Thursday, 22 February 2018

1st Sunday of Lent 18 Feb 2018 Sermon


1st Sunday of Lent 18.2.18 Desire

The body and soul are not meant to be in conflict with each other, but there is conflict, because of some wrong turnings people have made.

The first sin broke the order of things, and from then on the lower would rebel against the higher, and this is all around us now.

When the physical order is pursued as the highest good we have a major breakdown in the system. Even in ourselves we find no peace and calm my soul may win because my body craves to sin.

We crave for forbidden pleasure when the allowable pleasures are enough, by far, to fill us with joy. We don’t need anything forbidden but we go after it all the same.

We ask the Lord to help us in this Lenten season. He had perfect balance between body and soul. He did all this for our sake.

He was teaching us, and at the same time enabling us to operate at the higher level, which He would set.

All who come into harmony with Him will share in that new order whereby desires and objectives will come back into proper order.

We will take on a more spiritual view of reality and therefore restore what was lost. What was lost at Eden is coming back.

The fasting, and other penance we do, atone for our sins and set straight what was crooked. When we sin we grasp what is not ours; when we fast we are giving back what is ours, a kind of reversal. This is symbolic largely, but it will make a real difference.

Unfortunately the world, infested with sin, does not take Lent seriously, nor Fridays, nor any call to repentance.

This is itself the result of sin, and the weakness that comes with it.

The world trumpets pleasure and its pursuit, going from one thing to another, no time to think. For the world it is Mardi Gras all Lent, indeed all year.

The world achieves some deeper insight, for instance in valuing human love, but setting that as the highest goal still falls short of God, and cannot yield complete happiness.

It takes discipline to look further all the time, and not just sink into the present moment, but if we can look further we will discover a great deal.

If we add prayer to fasting we will start to sense God's presence more strongly and we will find new horizons opening. We will not necessarily have a change of life situation, just a higher quality of love and wellbeing.

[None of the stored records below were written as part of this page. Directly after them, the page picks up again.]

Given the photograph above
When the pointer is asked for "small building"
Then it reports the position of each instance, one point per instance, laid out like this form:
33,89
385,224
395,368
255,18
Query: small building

We are not leaving the real world, just making the world more real.

We can fast from sin too. We learn to hold back, not necessarily doing the first thing that occurs to us.

This is the whole principle of holiness. The Cross comes before, and leads to Resurrection.

And of martyrdom: Take my life and give me a better one.

We are encouraged to want more. Restrain from earthly things, yes, but when it is a matter of spiritual goods, then the more we want the better.

God wants us to have this desire and it will be fulfilled, if only we can override the false and misleading desires.

We can take control of a large part of this, not just drift, nor be buried in the world.

We are putting back what has been broken. May the Lord complete His healing work in us.